Until their "coup de rue" of November, 1917, the Russian Bolsheviks regarded themselves as the extreme Left of the Russian Social-Democratic Party. But latterly they have dropped the name Social-Democrat—so much the better for Social-Democracy—and have adopted that of the "Russian Communist Party"—so much the worse for Communism, for towards Communism the Social-Democratic Commonwealths of the future are bound to tend. "Bolshevism" to-day, where it is honest, is in the main a revival of the Anarchism of Bakunine, together with a policy of armed insurrection, and a seizure of political power which shall install the "dictatorship of the proletariat." That is the dividing line between the Bolsheviks and their Social-Democratic opponents, the Mensheviks, and their far more numerous and powerful antagonists, the Social Revolutionaries, who obtained an overwhelming majority in the Constituent Assembly which the Bolsheviks dissolved by force. The Social Revolutionaries seek the emancipation of the peasants and workers by democratic means—the only safe and sure way—though they were quite ready to use force for the overthrow of Tsardom, happily effected in March, 1917. Unhappily, though, Bolshevik terrorism, with its complete inability to carry out its promises of "peace and bread" for the Russian people, and certain European financial interests are together rehabilitating reaction in Russia, and the people and the peasants may be driven to put up with some new autocratic régime in the hope that it may shield them from the present terrorism and secure them something to eat.
Bolshevist Intolerance.
Innumerable instances could be given of the bitter intolerance of the honest Bolshevik fanatics towards all sections of the International Socialist movement with which they have not agreed.
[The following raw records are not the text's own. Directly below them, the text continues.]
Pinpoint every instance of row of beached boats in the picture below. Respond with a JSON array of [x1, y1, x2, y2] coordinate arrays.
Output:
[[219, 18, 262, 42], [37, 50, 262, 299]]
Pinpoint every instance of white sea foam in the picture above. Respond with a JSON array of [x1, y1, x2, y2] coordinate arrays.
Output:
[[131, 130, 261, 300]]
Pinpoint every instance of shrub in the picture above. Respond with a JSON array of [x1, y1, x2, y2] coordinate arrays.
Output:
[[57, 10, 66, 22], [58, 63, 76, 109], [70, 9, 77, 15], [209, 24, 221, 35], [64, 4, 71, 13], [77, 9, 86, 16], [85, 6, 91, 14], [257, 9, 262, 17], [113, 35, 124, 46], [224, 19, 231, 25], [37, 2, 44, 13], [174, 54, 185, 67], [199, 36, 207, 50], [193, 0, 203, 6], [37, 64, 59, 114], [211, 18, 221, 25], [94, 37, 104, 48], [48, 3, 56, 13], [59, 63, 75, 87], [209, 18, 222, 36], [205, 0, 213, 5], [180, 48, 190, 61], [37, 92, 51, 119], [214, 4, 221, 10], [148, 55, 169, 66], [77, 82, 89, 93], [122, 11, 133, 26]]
Paul Axelrod, one of the founders of Russian Social-Democracy, in a pamphlet published at Zürich in 1915, entitled "The Crisis and the Duties of International Social-Democracy," reproaches Lenin with seeking to carry into the internal struggles of the Socialist Parties in Europe "specifically Russian methods" which aim directly at creating troubles and divisions, and branding without any distinction "nearly all the known and respected bodies of International Social-Democracy as traitors and deserters stranded in the bourgeois camp, treating these comrades, whose international conscience and sentiments are above all suspicion, as National Liberals, chauvinists, philistines, traitors, etc." Is this the way in which to raise the enthusiasm of the workers for the cause of Socialism? Is this the manner in which the spirit of self-sacrifice can be roused in the masses? It savours far too much of the old implacable bitterness of the Terrorists—reasonable and natural enough in their secret conspiracies, where a fellow-conspirator might be a police agent—but utterly out of place and mischievous when introduced into open propaganda and organisation.